Labyrinth Lost (Brooklyn Brujas #1)(72)



“I get it, okay? I’m afraid to face her now. She’ll know what I did. She’ll know about dad—”

“What happened with Miluna, with your father—that was not your fault! I’m going to tell you something about your mother, but you can’t tell her.”

“She’s being held captive by an evil witch,” Rishi says. “Alex couldn’t tell her even if she wanted to.”

“You certainly have a mouth, don’t you?” Aunt Ro winks at her.

“What about my mom?”

“You know, Alejandra, you’re just like your mother when she was your age. Impatient and bossy. Magic was different then. It was the eighties. Brujas were coming over from the islands to practice freely. We were wild back then. Careless. A lot of people we knew died from using too much or getting into nasty business. We were hunted. We went underground. Your mother wanted nothing to do with her gift after our dad was killed by hunters.”

“I didn’t know that. I thought Papa Renaldo died of a heart attack.”

“Caused by a hunter,” she says bitterly. “It was a different time. There’s a truce, a treaty now. The Thorne Hill Alliance they call themselves. But back then, your mom told me we were going to run away to the middle of nowhere. We could hide and never use our powers again. It was the day before my Deathday, and I was scared. Treaty or not, my powers were wild. The elements called to me. She feared for my life. Rightfully so, I suppose.”

“What made you stay?” I ask.

“Your father.” She looks pleased with the shock on my face. “That same night, we were at a social circle. We had to make the rounds, so our mom wouldn’t suspect anything. You always had to be one step ahead of her. She had the Sight, like Rose.

“So at the circle, there’s this handsome guy with big, gray eyes and creamy, light skin. Real fresh, you know? He spoke about all these hopes for all magical kind. How we needed to come together with not just brujos and brujas, but with the half-beings. I thought he was cute.”

“Gross.”

“But your mom, man. She loved him even before he started speaking. She loved him even more when he walked up to her and introduced himself. I knew I couldn’t leave.
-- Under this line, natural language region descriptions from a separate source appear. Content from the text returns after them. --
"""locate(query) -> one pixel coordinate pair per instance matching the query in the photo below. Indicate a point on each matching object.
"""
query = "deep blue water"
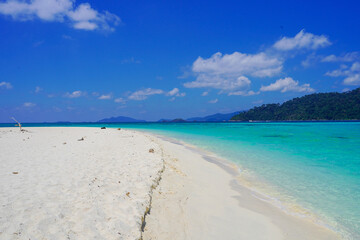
(315, 165)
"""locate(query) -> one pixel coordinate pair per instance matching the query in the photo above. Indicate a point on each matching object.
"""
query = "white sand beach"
(56, 187)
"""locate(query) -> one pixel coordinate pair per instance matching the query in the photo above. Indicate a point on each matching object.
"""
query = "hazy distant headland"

If I left, Carmen would have come with me, and I just couldn’t do that to her.”

“Do you think you made the right choice?”

She looks at my face for a long time. “I don’t regret staying. I regret a lot of things, but staying, being part of your lives, I never regretted that. I want you to know that we could have left. The thought was there. You weren’t the only one who felt like the magic was too much.”
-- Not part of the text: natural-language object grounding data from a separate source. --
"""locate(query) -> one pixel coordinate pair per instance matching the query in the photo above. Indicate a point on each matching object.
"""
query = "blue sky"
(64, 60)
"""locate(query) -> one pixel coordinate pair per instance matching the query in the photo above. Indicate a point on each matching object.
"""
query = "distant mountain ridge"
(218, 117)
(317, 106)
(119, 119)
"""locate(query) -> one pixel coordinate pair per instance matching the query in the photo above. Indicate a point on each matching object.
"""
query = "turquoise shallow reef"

“I wish she’d told me. Maybe I wouldn’t have been so weak.”

She grabs my face in her palms. “Never, ever could you be weak. We all think about leaving, Alejandra. We all get scared and want to turn away, but it isn’t always strength that makes you stay. Strength is also making the decision to change your destiny.”

“But look at what I did! My powers are gone.”

“That’s where you’re wrong.” She stands and dusts off her white dress. She holds out her hands for me to take.

“What do you mean I’m wrong?” I ask.

“The Deos act through us. Only my own blood can free me, and here you are. You were born a bruja, Alejandra.” She looks at the big sky. “Your powers are at the Tree of Souls, but your body is still a conduit. Your body is made to hold your personal brand of magic. It’ll always be yours. That’s why the Devourer constantly needs to feed to accumulate power. With every bit she consumes, it takes a toll on her physical body because the power is stolen. What happens when you don’t feed a fire?”

“It burns out,” Rishi says.

“What do I do in the meantime?” I ask.

Aunt Rosaria grips my hands tighter. I jump with the shock of power. “You’re going to borrow some of mine.”





36


She ate the stars and swallowed the earth.

She is the girl with all the power.

—Witchsong #5, Book of Cantos

Aunt Ro’s power floods my body. It’s familiar but foreign all at once, like listening to my grandparents speak in the Old Tongue and understanding what they say even if I can’t pronounce the words myself.

Every time I look at her, I’m filled with more wonder. She’s alive. I don’t know if I’ll ever be okay. I’m not sure if this will work, but Aunt Ro says to trust her, and I do. The first step is breaking her free. I pull the borrowed magic and rip the chains from the ground. I think of Agosto and the Meadowkin. I whisper a prayer to El Guardia for their safety. The chains break apart and melt into the ground. I hiss as the recoil hits me harder, and my hands glow as black marks burn farther along my skin.

The labyrinth shudders around us. For a long time, I wanted nothing more than to be ordinary. As we run through the changing paths of this maze, I realize I was never ordinary to begin with. We are built a certain way, and the only thing I regret is that it took me so long to see that. The Devour tried to take that from me when she took my family. I’m going to get it back.

“Has the Devourer seen you here?” I ask. “I mean, the Deos put both of you here.”

“The Devourer was put here by her crimes in her realm, your human realm,” Aunt Ro says. “I have a different path. When Xara discovered she could make herself stronger by feeding off the Tree, she thought she could become so great, no Deo could imprison her here. She recruits vulnerable creatures in other realms and uses them to bring others she feeds off here.”